Albero d'olivo secolare nella Valle dei templi di Agrigento. Foto di fv
Guido Ceronetti
L’olio
dimezzato nel Paese che dimentica
Un giorno, una quarantina
d’anni fa, d’estate, nello spazio di una grande azienda che
produce in generosa quantità olio extravergine d’olivo regionale
tipico italiano, in buona parte destinato all’esportazione, trovai
che tutti i bidoni che l’occupavano, scaricati là da uno o due
giorni, erano certificati come extravergine di provenienza
d’Andalusia. disposti a pagarlo qualunque prezzo, i clienti di
ristoranti di New York o di San Francisco, o dell’allora
Nomenklatura di Mosca, gli appassionati del vero olio italiano,
andalusi compresi, avrebbero gustato Olio garantito italiano
miscelato, se va bene, dai chimici della Ditta, al cinquanta per
cento. Nelle famiglie della stessa regione ti offrivano l’olio
incontestabile di loro produzione come gioielli della corona. Non fu
mai sovrabbondante l’olio d’oliva italiano. Quando finiva la
scorta bisognava aspettare la nuova annata.
Quasi mezza Italia, la
settentrionale, non ne produce che in Liguria — un resto, perché
oscenamente cementificata — e in qualche fazzoletto ad ulivi lo
suscita miracolosa la riviera, specie la orientale, del Garda, una
benedizione per le diete più leggere. In Liguria l’olivo più
invidiabile è il taggiasco. Quanti ettari saranno? Ma gli ettolitri
in commercio li trovi ovunque: tutto di taggiasco!

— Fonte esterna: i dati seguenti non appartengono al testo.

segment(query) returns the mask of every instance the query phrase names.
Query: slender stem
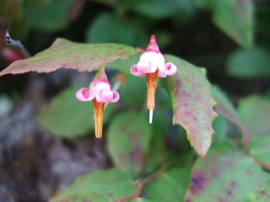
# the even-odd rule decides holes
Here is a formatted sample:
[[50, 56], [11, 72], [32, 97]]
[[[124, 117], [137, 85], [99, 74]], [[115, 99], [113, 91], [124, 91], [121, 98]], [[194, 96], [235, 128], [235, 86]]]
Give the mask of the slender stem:
[[254, 159], [253, 160], [255, 163], [259, 165], [263, 168], [270, 171], [270, 165], [256, 159]]
[[14, 40], [9, 36], [8, 32], [6, 31], [6, 43], [8, 45], [13, 46], [18, 48], [20, 51], [24, 59], [31, 57], [30, 54], [26, 50], [22, 44], [19, 40]]
[[145, 178], [141, 180], [139, 179], [134, 182], [134, 185], [136, 187], [136, 191], [133, 194], [131, 194], [127, 196], [119, 198], [112, 202], [123, 202], [126, 200], [128, 199], [134, 200], [136, 198], [140, 197], [140, 195], [142, 192], [142, 188], [145, 185], [149, 182], [153, 180], [158, 177], [161, 175], [163, 173], [163, 170], [153, 173]]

In queste annate di sciagura, l’olio extravergine italiano, già flagellato dal taglio degli uliveti e reso dubbio dalle miscelature crescenti, ha subìto il castigo da arca noachide dei diluvi alluvionali. Il raccolto del 2014 è stato come, nel secolo XIX, in Irlanda, la peste delle patate. Una perdita straziante, eppure... L’olio con cui si condisce di più la pasta il coltivatore privato, è esposto con tutte le garanzie di legge, senza una goccia persa, nelle scansie dei supermercati. Vuoi vedere che, non bastando più l’imbastardimento andaluso (e da un pezzo, ormai) l’extravergine dopo aver divorato l’olio del Maghreb, è arrivato a sgattigliare, sempre più italianato, l’imperturbabile, sempre pronta a fornire di tutto, Cina?
L’Italia anela a far zampillare petrolio (olio di pietra, la parola significa) mentre la sua gloria millenaria, più tenace di un muraglione d’acquedotto romano, l’Ulivo, grazie alla finissima sensibilità ecologica dei suoi petrolchimici governi, difende alla disperata i suoi spazi da cui è sparito il sole, su cui macabre nubi cariche pendono come drappi funebri mesi interi, stagioni intere, annate intere! E c’è ancora qualche regale metaforista che definisce “paese del sole” questa insozzata penisola? Ripizzicare il sole verso l’Appennino non sarebbe tanto facile; ripulire ambiente, tamponare il disastro ambientale, impegnarci il servizio civile volontario, soccorrere l’ulivo, sarebbe invece più che possibile se si avesse una percezione vera di quel che sia un insieme di priorità, etiche e materiali, non dilazionabili.
Alla fine del secolo scorso, un grande pensatore contemporaneo, il greco Cornelius Castoriadis scriveva questa semplice, lucida verità: “la questione dell’ambiente implica, evidentemente, la totalità della vita sociale. Dire che bisogna salvare l’ambiente è dire che bisogna cambiare radicalmente il modo di vivere della società tutta quanta, e rinuncia a questa sfrenata corsa ai consumi. E questo non è niente di meno che porre l’autentica Questione politica: l’insieme di problemi politici, psicologici, antropologici, filosofici che investono, in tutta la loro profondità, l’umanità contemporanea”.
Questi sono gli appelli da fare ai giovani, invece di insaccarli nel nulla arcinichilista della società tecnologica in vista di una economia senza l’uomo, contraria al genio della vita.
Esisteva in Toscana, non ricordo dove, fino a pochi anni fa, un ulivo piantato, si diceva, al tempo dell’imperatore Tiberio. Una notte, alcuni imbecilli vennero, lo segarono, lo bruciarono. Gli Dei della terra raccolsero e non dimenticarono il sangue dell’ulivo di Tiberio.